It was 2000 when I received my first significant bonus check working for a financial company as part of an investment department. Now don’t get me wrong, as an investment actuary at prior firms, I took on complex projects that no one else could do, and I did them not for any bonus that I might receive, but just to do my best. My bonuses were maybe 3-5% of my pay, and I was happy with them. That the NPV I created for the company was 5,000x that did not bother me. I work to do my best. I have turned down higher paying jobs that would hurt my family, but I love intellectual challenges, whatever they pay. (I tell this story in greater detail to younger people in investments, in order to show them that we do our work to do our best, regardless of the compensation.)

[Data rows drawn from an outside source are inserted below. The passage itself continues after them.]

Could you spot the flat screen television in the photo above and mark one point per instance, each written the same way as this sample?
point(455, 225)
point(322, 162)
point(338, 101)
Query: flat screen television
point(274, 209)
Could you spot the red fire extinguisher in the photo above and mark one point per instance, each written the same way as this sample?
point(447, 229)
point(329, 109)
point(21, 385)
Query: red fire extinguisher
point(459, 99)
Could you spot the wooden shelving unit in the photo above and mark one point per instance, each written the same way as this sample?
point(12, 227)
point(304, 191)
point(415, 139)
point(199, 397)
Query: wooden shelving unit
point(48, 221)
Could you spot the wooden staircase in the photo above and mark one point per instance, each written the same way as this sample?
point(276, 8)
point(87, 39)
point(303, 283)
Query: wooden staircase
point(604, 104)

Now, in 2000, when my boss gave me the check, I looked at it and thought there must be an error. He told me that he was very happy with my work, and that we had all hit the top of the scale in our bonus formulas. He told me to invest it wisely. (How I invested it is another story, and one worth telling later.) I thanked him, and then called my wife, telling her that I had a check for 105% of my salary. We were amazed.

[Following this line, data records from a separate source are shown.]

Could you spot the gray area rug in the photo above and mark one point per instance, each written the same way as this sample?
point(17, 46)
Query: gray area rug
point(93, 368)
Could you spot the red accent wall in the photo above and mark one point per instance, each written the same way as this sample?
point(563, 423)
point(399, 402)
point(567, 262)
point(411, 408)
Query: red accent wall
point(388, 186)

I didn’t get it, so I went back to my boss several days later, and asked him why the bonus was so large. We had a good relationship, and at the time, I didn’t realize that I was slowly becoming his main assistant. He told me, “The St. Paul wants its investment managers to focus on safety, not short-term returns. But they compete for investment talent among other investment firm that do swing for the fences. They want smart people, but they don’t want them to take undue risks. That’s why they make the bonuses easy to get, unless we lose a lot of money.”
That made sense, but it made me think that my real pay was double what I signed up for. Wow. I did not realize what a good deal I had. Double my pay to make money for the company, but keep it safe. That’s a challenge I could love.
When we merged into another firm that had the opposite philosophy, my pay went up, but my bonus went down in percentage terms. I would make more money if I took more risk, but I maintained the same behavior, because I serve a higher power than money.
At my next firm, my bonus was not predictable. Whether I did well or badly, I could not figure out how I would receive a bonus.
My main point here is that there is no one correct bonus formula. We can bonus for performance and/or safety, over short and/or longer horizons. It is easy politically to criticize the bonuses at AIG, because why whould a losing firm give bonuses, but perhaps employees did the right thing in their area of the company, while other areas failed. Some reward should come to those that did it well.